The first president of the Nigeria Union of Teachers and the first woman to drive a car was from Abeokuta. They both married each other. They were also the first male and female admitted to Abeokuta Grammar School.

The first indigenous Chief Justice of Nigeria (Justice Adetokunbo Ademola) was from Abeokuta. He was the son of the longest-reigning monarch (Alake) in Egbaland.

Okukenu Sagbua I, was the first Alake of Egbaland. He was enthroned on August 8, 1854. His descendant, Okukenu Sagbua IV is the current Alake of Egbaland.

Alake Gbadebo I, was the first monarch in Nigeria to visit England on a state visit. He spent 20 days at sea-May 5-25, 1904.

The first time a white man came to Abeokuta on January 4, 1843, everybody (both young and old) left their homes and market places to catch a glimpse of Henry Townsend, the white man.

During the American Civil War (1861-1865) which interrupted the U.S cotton trade to Europe, Abeokuta exported cotton to England.
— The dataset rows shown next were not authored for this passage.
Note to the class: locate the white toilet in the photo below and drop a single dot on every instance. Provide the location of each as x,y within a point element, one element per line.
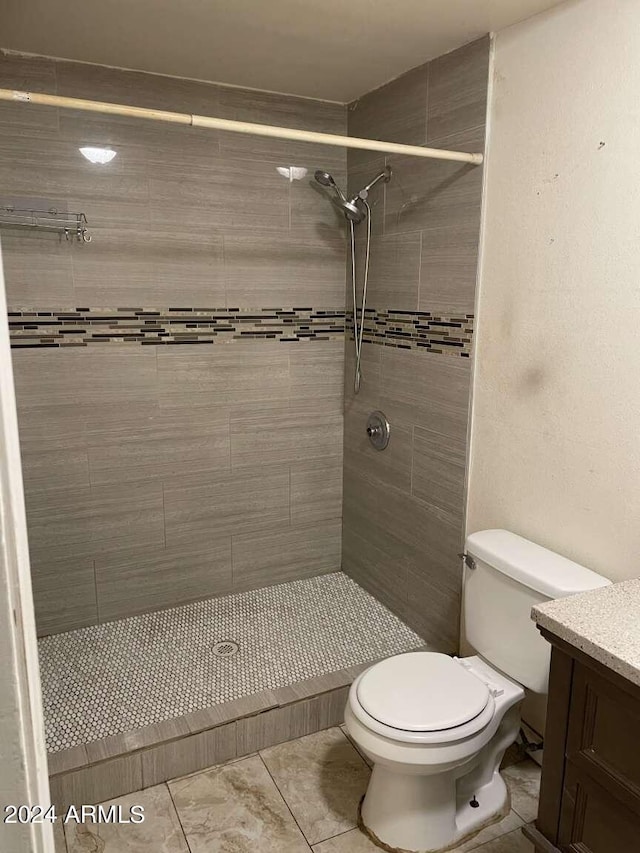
<point>436,727</point>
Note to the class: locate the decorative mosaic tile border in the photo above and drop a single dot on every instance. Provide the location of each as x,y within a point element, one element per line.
<point>444,334</point>
<point>161,326</point>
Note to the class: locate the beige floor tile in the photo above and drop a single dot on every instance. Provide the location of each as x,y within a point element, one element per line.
<point>160,832</point>
<point>349,842</point>
<point>236,808</point>
<point>343,729</point>
<point>510,823</point>
<point>322,779</point>
<point>356,842</point>
<point>513,842</point>
<point>523,781</point>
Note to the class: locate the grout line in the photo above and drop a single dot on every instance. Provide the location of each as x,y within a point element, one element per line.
<point>95,589</point>
<point>283,798</point>
<point>175,808</point>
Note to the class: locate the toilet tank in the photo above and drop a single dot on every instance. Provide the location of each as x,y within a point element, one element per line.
<point>504,577</point>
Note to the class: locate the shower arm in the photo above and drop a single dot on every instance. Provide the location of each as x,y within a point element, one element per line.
<point>383,176</point>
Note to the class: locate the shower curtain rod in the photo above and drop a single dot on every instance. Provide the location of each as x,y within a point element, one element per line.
<point>238,126</point>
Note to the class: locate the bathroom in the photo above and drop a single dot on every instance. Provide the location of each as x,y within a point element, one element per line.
<point>275,405</point>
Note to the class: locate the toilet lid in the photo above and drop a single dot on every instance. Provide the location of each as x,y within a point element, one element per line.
<point>421,692</point>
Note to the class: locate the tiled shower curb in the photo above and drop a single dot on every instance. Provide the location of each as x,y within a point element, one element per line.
<point>98,771</point>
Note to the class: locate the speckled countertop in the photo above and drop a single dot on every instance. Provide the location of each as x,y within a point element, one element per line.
<point>603,623</point>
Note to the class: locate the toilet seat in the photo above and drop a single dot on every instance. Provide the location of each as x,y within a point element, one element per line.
<point>421,692</point>
<point>381,696</point>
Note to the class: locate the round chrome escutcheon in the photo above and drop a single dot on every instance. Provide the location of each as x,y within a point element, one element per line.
<point>378,430</point>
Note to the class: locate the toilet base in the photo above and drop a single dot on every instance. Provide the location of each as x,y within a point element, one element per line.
<point>403,821</point>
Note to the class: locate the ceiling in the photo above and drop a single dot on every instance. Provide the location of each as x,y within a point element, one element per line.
<point>331,49</point>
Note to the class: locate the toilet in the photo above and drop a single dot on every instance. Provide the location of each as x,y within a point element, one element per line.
<point>436,727</point>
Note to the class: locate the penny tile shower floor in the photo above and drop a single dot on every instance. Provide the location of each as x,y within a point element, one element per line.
<point>123,675</point>
<point>297,797</point>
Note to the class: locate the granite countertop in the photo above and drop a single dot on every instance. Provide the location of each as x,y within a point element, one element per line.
<point>603,623</point>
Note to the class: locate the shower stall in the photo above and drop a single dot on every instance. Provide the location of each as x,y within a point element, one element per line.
<point>202,323</point>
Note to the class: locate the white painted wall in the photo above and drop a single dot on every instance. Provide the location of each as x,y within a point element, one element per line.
<point>555,447</point>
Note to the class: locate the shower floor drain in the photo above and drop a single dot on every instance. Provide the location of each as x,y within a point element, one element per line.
<point>225,648</point>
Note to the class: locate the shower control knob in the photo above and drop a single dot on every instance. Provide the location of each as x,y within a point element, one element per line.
<point>378,430</point>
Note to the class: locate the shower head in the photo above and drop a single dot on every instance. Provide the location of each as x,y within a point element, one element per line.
<point>326,180</point>
<point>352,211</point>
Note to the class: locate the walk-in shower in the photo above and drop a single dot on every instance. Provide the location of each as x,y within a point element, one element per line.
<point>356,210</point>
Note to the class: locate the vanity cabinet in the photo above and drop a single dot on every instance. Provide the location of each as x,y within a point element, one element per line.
<point>590,788</point>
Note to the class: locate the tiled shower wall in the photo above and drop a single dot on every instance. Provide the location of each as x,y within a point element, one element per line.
<point>403,507</point>
<point>172,455</point>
The most influential woman in the history of Egbaland and the first Iyalode of Egbaland was Madam Tinubu. Tinubu square in Lagos and Ita Iyalode in Abeokuta are named after her. She died in 1887.

In 1893, the Egba United Government was recognized as an independent nation by Britain. She had her own laws. Many developments were made until 1914 when she was amalgamated to form Nigeria. The Sokori Bridge was constructed in 1903 and Abeokuta Grammar School was founded on July 16, 1908.

In 1925, Josiah Jesse Ransome-Kuti (1855-1930) Fela’s grandfather, became the first Nigerian to release a record album after he recorded several Yoruba language hymns in gramophone through Zonophone Records.

The most enlightened clan among the Yoruba tribe is the Egbas. Her chiefs had been interacting with the Queen of England as far back as 1868 which continued till a century later. English and Egba monarchs did exchange gifts.

The only South Westerners ever to rule Nigeria are from Abeokuta (Olusegun Obasanjo and Ernest Shonekan).

It is widely believed that Egba women are more independent than any other Yoruba tribe in the country e.g Eniola Soyinka, Elizabeth Adekogbe, and Funmilayo Ransome-Kuti.